Foremost among his contributions was the "induced innovation"
theory, which he constructed with Japanese economist Yujiro Hayami.
It holds that when faced with scarcity of resources, people respond
by circumventing the scarcity through technological innovations and
social change. For example, says Runge, "Suppose water is scarce.
Farmers have learned to utilize irrigation systems. The
organization of [large] irrigation schemes requires a set of social
rules for sharing of water. Thus, technology and social change both
happen in response." Another phenomenon explained by Ruttan and
Hayami's theory concerns the way agriculture developed in different
countries such as the United States and Japan, says applied
economics professor Benjamin Senauer. In the United States, land
was plentiful but labor was not. Therefore, to get around the labor
shortage, "we made all sorts of advances in agricultural
technology." But Japan, lacking land, emphasized getting more out
of small plots. "There, the focus was on developing more productive
varieties," Senauer explains. "Much farming is by machines on the
scale of rototillers. The emphasis is on more production, using
technologies such as 'night soil.' "This pattern is seen in all
contexts and all industries. Every book in the field of development
during the last 20 years has had a section on induced innovation.
It occurs naturally in a market economy." Another area where Ruttan
made an impact was foreign aid. Several decades ago, says Senauer,
it wasn't obvious that the object of food aid should be to help the
recipient country increase its production or access to food.
Instead, it was tempting to "dump" U.S. farm surpluses in other
countries. But this depressed prices and discouraged farmers
abroad. "There's been a slow change, thanks to people like Vern
Ruttan, to shift foreign assistance in food from a focus on
benefits to the United States [from "dumping" surpluses] to a focus
on the benefits it provides to recipients." The economic roles of
government fascinated Ruttan. For example, a recent
documented the role of the military in driving "big
science" and "big technology" projects, and pointed out how such
support has been weakening. He also studied the value of
agricultural research, much of which is government funded. "He
found the payoff in improving corn and wheat varieties was
incredibly high," says Senauer.

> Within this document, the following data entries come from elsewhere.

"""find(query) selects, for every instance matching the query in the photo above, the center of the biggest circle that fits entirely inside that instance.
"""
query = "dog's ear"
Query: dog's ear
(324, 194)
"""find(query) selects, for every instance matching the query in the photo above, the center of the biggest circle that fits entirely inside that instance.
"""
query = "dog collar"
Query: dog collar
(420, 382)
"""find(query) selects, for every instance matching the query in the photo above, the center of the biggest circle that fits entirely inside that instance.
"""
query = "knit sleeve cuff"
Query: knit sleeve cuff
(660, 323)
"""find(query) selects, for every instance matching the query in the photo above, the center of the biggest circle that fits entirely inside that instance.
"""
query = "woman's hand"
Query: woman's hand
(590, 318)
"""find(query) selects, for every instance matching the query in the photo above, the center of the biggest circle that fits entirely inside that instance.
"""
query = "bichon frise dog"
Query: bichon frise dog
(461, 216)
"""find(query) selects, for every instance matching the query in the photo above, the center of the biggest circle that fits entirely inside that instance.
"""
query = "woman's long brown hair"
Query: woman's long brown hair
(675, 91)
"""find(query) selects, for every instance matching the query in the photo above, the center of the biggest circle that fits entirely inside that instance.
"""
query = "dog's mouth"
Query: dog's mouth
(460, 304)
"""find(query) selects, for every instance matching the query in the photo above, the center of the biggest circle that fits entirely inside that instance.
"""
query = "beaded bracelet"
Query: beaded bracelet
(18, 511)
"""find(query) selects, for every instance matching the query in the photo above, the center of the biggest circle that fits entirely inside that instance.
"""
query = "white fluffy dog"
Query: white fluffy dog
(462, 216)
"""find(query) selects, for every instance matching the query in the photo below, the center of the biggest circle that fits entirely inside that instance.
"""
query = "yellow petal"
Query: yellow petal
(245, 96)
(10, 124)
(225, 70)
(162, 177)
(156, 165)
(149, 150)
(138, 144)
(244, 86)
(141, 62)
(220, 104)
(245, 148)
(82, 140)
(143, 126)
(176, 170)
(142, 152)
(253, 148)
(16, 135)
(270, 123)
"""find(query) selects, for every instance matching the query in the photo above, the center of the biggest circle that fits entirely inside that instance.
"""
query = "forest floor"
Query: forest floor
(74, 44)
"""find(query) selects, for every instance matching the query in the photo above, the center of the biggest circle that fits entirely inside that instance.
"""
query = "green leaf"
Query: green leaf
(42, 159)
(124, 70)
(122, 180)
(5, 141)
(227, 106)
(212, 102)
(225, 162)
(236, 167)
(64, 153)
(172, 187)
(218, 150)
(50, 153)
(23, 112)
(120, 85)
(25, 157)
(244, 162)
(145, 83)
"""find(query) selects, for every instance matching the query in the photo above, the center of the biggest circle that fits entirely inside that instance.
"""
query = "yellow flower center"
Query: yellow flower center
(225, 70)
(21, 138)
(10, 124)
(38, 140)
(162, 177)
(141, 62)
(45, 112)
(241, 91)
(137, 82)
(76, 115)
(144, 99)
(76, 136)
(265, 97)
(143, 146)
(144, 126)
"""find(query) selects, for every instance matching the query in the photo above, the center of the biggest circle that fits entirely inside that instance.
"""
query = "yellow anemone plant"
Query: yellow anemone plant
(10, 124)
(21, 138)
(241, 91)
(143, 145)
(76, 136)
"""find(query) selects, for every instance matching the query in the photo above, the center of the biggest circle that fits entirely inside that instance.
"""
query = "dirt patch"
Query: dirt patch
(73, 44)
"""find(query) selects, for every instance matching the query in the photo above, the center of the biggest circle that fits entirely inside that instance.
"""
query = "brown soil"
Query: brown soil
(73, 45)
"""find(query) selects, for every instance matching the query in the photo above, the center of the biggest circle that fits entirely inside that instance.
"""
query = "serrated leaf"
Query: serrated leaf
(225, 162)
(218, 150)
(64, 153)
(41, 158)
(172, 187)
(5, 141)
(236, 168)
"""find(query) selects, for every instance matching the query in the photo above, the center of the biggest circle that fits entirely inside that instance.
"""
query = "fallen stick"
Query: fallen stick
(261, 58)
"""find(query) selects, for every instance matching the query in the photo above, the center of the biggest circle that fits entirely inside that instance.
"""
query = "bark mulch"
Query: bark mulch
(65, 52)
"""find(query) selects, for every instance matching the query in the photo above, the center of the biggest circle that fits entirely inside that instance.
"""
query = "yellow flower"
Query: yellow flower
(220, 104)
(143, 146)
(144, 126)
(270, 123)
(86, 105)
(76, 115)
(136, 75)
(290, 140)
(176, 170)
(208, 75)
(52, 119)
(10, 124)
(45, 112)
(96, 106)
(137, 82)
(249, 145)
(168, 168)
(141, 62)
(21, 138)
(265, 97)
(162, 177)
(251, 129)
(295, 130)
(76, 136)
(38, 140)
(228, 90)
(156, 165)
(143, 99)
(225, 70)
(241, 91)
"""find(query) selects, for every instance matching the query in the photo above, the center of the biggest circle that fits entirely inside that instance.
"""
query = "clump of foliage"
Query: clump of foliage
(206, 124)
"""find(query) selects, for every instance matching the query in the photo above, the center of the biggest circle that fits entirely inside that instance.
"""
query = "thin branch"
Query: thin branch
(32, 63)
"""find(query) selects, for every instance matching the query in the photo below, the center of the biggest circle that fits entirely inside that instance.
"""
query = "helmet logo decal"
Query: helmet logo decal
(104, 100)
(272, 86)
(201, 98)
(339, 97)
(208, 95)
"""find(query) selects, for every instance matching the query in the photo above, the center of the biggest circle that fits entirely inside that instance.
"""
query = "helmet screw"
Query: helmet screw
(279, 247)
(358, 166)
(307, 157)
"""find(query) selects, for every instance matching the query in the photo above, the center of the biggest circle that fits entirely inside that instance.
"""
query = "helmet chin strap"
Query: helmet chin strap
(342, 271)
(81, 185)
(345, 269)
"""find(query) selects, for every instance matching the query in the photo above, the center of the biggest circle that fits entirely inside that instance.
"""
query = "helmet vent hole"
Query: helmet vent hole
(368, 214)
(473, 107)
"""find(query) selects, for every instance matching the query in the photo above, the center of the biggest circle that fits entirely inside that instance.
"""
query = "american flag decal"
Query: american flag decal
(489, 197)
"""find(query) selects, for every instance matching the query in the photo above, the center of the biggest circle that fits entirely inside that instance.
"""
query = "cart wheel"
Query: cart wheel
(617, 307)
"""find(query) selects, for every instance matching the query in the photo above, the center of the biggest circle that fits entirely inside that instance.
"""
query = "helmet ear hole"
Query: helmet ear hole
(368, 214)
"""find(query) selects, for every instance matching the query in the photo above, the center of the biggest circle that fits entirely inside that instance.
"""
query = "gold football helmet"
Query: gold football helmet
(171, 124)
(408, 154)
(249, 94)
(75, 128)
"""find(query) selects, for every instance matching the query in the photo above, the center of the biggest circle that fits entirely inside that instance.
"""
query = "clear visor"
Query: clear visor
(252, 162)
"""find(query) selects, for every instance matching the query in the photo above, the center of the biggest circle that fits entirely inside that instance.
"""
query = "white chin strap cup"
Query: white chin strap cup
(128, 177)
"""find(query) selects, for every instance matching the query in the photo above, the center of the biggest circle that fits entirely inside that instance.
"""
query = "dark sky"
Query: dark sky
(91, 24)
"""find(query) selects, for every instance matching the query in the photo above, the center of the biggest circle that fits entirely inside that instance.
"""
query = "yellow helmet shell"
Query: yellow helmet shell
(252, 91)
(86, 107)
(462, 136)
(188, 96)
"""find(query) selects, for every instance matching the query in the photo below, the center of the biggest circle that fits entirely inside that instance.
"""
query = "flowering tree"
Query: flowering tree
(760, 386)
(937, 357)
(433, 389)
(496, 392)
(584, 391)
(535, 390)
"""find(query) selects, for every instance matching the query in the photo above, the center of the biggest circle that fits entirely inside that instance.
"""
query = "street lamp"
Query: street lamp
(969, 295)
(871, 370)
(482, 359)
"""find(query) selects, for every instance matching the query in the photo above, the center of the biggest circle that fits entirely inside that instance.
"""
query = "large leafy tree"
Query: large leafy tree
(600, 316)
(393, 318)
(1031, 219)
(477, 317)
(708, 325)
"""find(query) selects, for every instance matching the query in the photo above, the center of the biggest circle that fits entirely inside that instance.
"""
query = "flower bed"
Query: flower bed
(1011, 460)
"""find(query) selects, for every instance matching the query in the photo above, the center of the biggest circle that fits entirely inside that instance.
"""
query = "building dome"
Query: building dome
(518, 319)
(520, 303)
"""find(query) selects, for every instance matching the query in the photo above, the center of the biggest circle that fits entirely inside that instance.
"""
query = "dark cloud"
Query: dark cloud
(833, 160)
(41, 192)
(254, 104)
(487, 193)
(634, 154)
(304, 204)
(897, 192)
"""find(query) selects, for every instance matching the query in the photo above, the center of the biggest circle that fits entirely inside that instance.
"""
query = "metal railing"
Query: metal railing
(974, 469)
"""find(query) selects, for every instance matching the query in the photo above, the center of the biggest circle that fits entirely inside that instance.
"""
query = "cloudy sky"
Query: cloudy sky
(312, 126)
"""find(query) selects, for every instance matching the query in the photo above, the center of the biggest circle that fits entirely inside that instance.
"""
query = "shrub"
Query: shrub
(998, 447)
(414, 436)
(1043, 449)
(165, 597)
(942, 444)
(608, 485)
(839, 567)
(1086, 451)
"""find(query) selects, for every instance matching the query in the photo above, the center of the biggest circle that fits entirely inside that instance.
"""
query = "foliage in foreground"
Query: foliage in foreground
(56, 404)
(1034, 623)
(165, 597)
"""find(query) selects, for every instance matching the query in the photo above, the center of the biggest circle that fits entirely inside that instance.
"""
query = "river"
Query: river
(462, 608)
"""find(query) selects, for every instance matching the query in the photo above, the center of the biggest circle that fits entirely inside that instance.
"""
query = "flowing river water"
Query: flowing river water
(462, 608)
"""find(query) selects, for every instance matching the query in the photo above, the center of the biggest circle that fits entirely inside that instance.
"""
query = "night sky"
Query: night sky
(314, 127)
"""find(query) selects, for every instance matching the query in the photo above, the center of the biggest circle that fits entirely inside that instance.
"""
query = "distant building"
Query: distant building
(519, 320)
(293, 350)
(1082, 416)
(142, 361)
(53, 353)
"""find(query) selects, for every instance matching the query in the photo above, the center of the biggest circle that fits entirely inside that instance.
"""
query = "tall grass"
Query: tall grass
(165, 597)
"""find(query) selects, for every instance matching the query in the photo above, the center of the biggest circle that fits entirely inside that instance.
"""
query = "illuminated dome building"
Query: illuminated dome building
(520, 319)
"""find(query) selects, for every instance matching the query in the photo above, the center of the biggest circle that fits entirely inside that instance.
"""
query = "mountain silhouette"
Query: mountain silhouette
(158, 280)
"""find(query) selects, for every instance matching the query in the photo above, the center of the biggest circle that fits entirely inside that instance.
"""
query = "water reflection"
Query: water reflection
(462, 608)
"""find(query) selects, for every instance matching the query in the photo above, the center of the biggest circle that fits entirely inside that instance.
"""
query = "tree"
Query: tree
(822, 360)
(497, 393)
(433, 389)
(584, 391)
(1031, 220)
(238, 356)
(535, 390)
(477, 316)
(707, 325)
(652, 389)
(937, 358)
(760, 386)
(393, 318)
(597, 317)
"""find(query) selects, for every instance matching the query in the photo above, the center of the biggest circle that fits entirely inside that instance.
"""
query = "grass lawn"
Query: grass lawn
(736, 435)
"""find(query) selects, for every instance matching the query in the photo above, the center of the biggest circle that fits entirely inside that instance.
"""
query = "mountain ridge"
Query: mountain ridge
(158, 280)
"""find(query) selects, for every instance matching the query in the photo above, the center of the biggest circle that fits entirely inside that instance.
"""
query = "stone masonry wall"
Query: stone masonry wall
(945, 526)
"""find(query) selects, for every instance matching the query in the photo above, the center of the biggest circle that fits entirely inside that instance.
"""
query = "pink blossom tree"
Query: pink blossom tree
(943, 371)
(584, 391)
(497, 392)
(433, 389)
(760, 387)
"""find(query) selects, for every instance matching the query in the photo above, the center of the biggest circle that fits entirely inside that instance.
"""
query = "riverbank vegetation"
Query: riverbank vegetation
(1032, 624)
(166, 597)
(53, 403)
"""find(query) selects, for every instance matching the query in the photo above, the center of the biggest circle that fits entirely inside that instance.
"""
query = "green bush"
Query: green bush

As a colleague, Ruttan was always
there to lend a hand. "He would make a luncheon appointment with
junior faculty just to visit and see how things were going,"
recalls Senauer. "He showed incredible generosity in helping them
along. He did the same thing with graduate students, whereas a lot
of big names try to protect their time." In retirement, Ruttan kept
up a torrid pace, says Senauer: "I used to joke with him. Every two
years, he'd come out with a new book. I'd say, 'Vern, is this your
last book?' He'd say 'Yup,' then he'd start another." Somehow,
Ruttan also found the time to canoe virtually every lake in the
Boundary Waters Canoe Area Wilderness of northern Minnesota. Many
times, he paddled alone. He also maintained a fierce loyalty to
Gopher men's hockey. "He led a very balanced life," says Senauer.